Since taking office in 2019, Chief Hoskin and Deputy Chief Warner have worked with the Council of the Cherokee Nation to invest historic resources – more than $68 million – into capital projects for the Cherokee language. Those range from breaking ground on a new Cherokee Immersion Middle School, building a Cherokee Speaker Village and purchasing land for a Kenwood Cultural Reserve, among others. Since the inception of the tribe’s Speaker Services program in 2022, the Cherokee Nation has also completed 1,700 projects ranging from home replacements, ramp walkways, utility payments and home appliances for first-language speakers totaling more than $34 million.

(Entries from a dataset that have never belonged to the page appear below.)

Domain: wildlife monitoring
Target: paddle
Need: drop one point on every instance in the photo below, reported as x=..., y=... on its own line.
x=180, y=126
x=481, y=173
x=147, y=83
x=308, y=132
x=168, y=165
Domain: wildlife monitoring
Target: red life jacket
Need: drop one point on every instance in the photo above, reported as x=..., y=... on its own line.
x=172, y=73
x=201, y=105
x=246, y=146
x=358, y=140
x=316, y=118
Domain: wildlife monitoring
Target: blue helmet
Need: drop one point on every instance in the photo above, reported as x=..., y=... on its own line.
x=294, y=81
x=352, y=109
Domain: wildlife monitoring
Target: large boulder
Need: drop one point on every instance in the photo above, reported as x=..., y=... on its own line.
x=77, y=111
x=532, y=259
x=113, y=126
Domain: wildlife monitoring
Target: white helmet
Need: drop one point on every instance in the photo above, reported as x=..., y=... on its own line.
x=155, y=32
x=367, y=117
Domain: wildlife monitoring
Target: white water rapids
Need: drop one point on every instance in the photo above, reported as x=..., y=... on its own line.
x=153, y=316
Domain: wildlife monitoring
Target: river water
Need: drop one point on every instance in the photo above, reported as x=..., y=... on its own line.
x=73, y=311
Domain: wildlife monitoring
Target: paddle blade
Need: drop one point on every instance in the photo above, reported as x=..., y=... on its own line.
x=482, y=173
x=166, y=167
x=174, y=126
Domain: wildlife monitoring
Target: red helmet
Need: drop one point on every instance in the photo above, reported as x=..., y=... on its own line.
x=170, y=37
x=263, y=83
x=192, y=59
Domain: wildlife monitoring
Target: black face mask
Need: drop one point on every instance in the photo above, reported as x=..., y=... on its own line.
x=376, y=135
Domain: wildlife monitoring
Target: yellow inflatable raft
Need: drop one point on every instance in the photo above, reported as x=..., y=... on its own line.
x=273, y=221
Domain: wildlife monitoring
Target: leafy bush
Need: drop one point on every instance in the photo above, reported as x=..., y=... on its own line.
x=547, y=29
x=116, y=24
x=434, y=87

Earlier this year, Chief Hoskin and Deputy Chief Warner signed into law a permanent Durbin Feeling Language Preservation Act that sets aside a minimum budget of $18 million annually for Cherokee language perpetuation. This year, the Council approved Chief Hoskin and Deputy Chief Warner’s proposed increase in the budget to more than $20 million.
Other language efforts include the Cherokee Language Master Apprentice Program, which teaches adults to be proficient conversational Cherokee speakers and teachers. Participants receive an hourly educational stipend and typically spend 40 hours per week for two years immersed in the Cherokee language with master-level, fluent Cherokee speakers. Nearly 60 adults have graduated from the program so far.
“Sometimes when we go to gatherings there might only be four of five Cherokee speakers there, but at the speaker gathering there is quite a lot so we get to talk to them all in Cherokee,” said Lou Bark, a first-language speaker from Spavinaw who attended.